Mit einer Forcierung des Wertpapiergeschäftes können die genossenschaftlichen Ortsbanken in schlechten Kapitalmarktjahren wie 2018 nur bedingt entgegenwirken. Auch der Spielraum ihrer Ertragsrechnung wird unter den derzeitigen Rahmenbedingungen immer enger. Zwar konnten die Institute des Verbandes ihren Zinsüberschuss bei 8,784 Milliarden Euro in etwa konstant halten und der Zuwachs beim Provisionsüberschuss von 165 Millionen Euro auf 3,311 Milliarden Euro hat den um 98 Millionen Euro höheren Aufwand (8,095 Milliarden Euro) überkompensiert und lässt das Betriebsergebnis vor Bewertung um 73 Millionen Euro auf 4,093 Milliarden Euro steigen.

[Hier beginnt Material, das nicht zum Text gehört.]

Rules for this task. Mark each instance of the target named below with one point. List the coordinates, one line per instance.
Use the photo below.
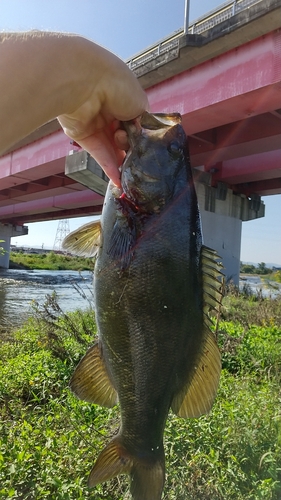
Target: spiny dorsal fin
(90, 381)
(198, 395)
(85, 240)
(212, 283)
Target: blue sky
(126, 27)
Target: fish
(155, 288)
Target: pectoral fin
(197, 396)
(85, 240)
(90, 381)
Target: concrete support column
(222, 213)
(7, 231)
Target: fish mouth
(150, 122)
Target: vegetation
(51, 261)
(262, 270)
(49, 440)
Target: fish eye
(174, 148)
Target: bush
(49, 440)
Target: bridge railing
(224, 12)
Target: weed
(49, 440)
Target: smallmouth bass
(154, 285)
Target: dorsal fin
(85, 240)
(213, 282)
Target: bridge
(223, 75)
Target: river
(19, 288)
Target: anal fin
(90, 381)
(147, 474)
(197, 396)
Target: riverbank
(50, 261)
(50, 439)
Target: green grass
(49, 440)
(51, 261)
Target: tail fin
(147, 476)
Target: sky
(127, 27)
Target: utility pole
(186, 16)
(62, 231)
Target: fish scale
(154, 287)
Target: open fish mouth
(150, 121)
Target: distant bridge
(224, 76)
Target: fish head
(157, 156)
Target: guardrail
(225, 11)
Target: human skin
(47, 75)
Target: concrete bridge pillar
(7, 231)
(222, 214)
(222, 211)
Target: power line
(62, 231)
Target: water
(18, 288)
(260, 286)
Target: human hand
(113, 95)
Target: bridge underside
(231, 111)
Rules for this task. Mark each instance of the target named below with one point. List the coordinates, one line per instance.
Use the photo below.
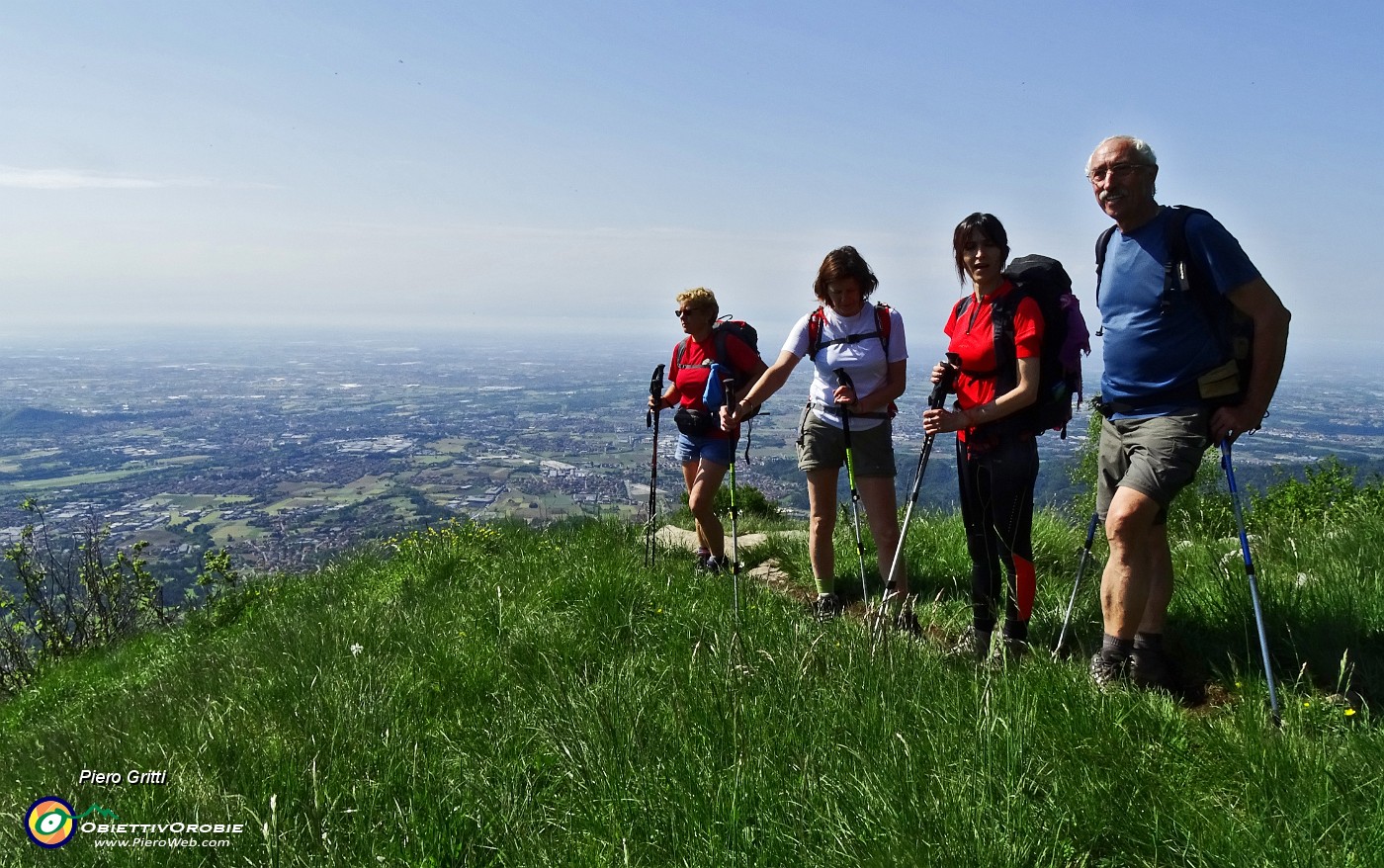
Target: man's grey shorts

Aber gemessen an der durchschnittlichen Bilanzsumme liegen die 0,89 (0,92) Prozent erneut niedriger als im Vorjahr und deutlich unter den Werten, die noch vor zehn Jahren erreicht wurden. Der Vorstandsvorsitzende des Verbandes wird deshalb nicht müde, eine faire regulatorische Behandlung der kleineren Institute und eine Normalisierung der Geldpolitik zu fordern. Bei ersterem Anliegen könnte er in Brüssel bei der Umsetzung des Bankenpaketes zumindest teilweise Gehör finden, mit letzterem wird er sich nach der jüngsten Forward Guidance der EZB bis mindestens 2020 gedulden müssen.